When we planned our trip to Kansas City, we found ourselves with a hotel reservation in Independence and the opportunity to visit the world of Harry S Truman. Even though the primary focus of our trip was Kansas City style barbecue, we were looking forward to the opportunity to take in the Truman home, as well as the Truman Presidential Library and Decision Center. Having been fascinated by this President ever since reading David McCullough‘s Truman biography, I was eager for this part of our visit.
Truman observed that “Jackson County has been the hub of the west since trail days . . . and as far as I am concerned, it is the hub of the world.” From very humble beginnings, and with a leg up from a the Pendergast political machine, Harry S Truman nevertheless managed a political career on the premise of getting things done, and then when they were, came home from the White House to Independence to live the life of a very ordinary American.
Truman’s life in Independence was hyper-local and fairly ordinary. Indeed, during our tour of the Truman home, which also served as the summer White House, our guide informed us that many townspeople in Independence still remember encountering the President on the street during his daily stroll. He’d be nattily turned out with camel topcoat, fedora and walking stick. Most poignant was standing under the main stairwell by the side door next to the coat hook where the very coat, hat and cane lay waiting as if their owner would step out in them today.
Our tour of the Truman home reinforced the impression that Harry S Truman was everyman, thrust into the White House under enormous circumstances. The Truman Administration faced the closing days of World War II, global reconstruction and changes in foreign policy, as well as the growing Cold War threat. The Truman Presidential Library is unique in that Harry S Truman was present not only during its planning and preparation, but also on basically a daily basis by virtue of proximity to the Truman home.
It was mind-boggling to think of having to make the decisions asked of Harry S Truman, particularly the biggest and most controversial one – to drop the atomic bomb. He confided by letter to his beloved Bess that he knew people would armchair quarterback everything about the foreign policy of the Truman Administration. But it was also significant to learn that he made this enormous decision as he did most – quickly and without looking back. You have to have a backbone of moral certainty from which to do this. But also, the Truman developed his ability to balance instinct and urgency as a commanding officer in the first World War. Truman’s backbone was formed in the values and priorities of life in Independence, and then strengthened in combat.

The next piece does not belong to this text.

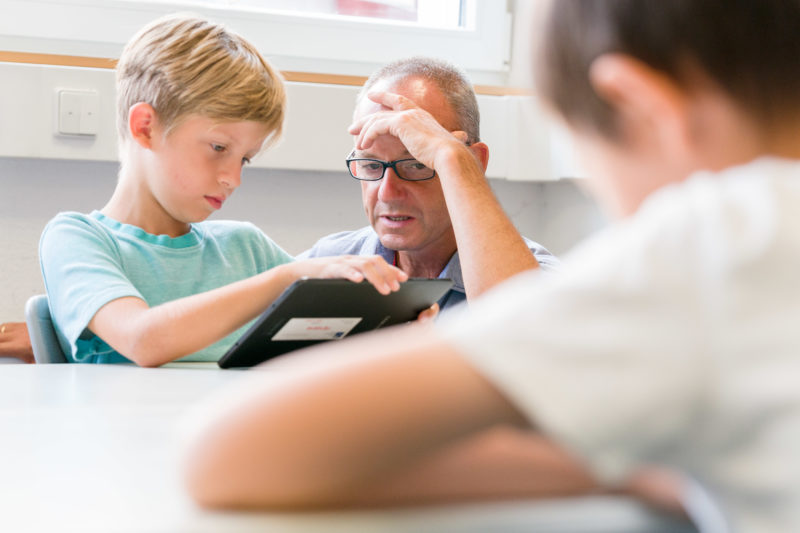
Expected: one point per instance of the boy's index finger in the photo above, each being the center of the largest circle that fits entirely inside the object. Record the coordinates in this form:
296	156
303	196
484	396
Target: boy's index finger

The Truman Presidential Library and Museum has a unique experiential opportunity called The White House Decision Center, in which students and adult groups can role-play the big decisions faced by the Truman Administration. There is also decision-making course work, with modules based on the Berlin Blockade, the desegregation of the armed forces, ending the war against Japan, and invading South Korea.
The Truman sites in Independence will bring forth a sense of familiarity with many Americans – a small-town experience, modest ambitions, humble beginnings, and old-fashioned values. An unexpected benefit is to realize the capability that is the result of these.
While in Independence, check out the Court House Exchange. In business for over a century, its current location is in a vintage basement below a storefront on the town square. Great for lunch or Happy Hour with picturesque local Independence flavor!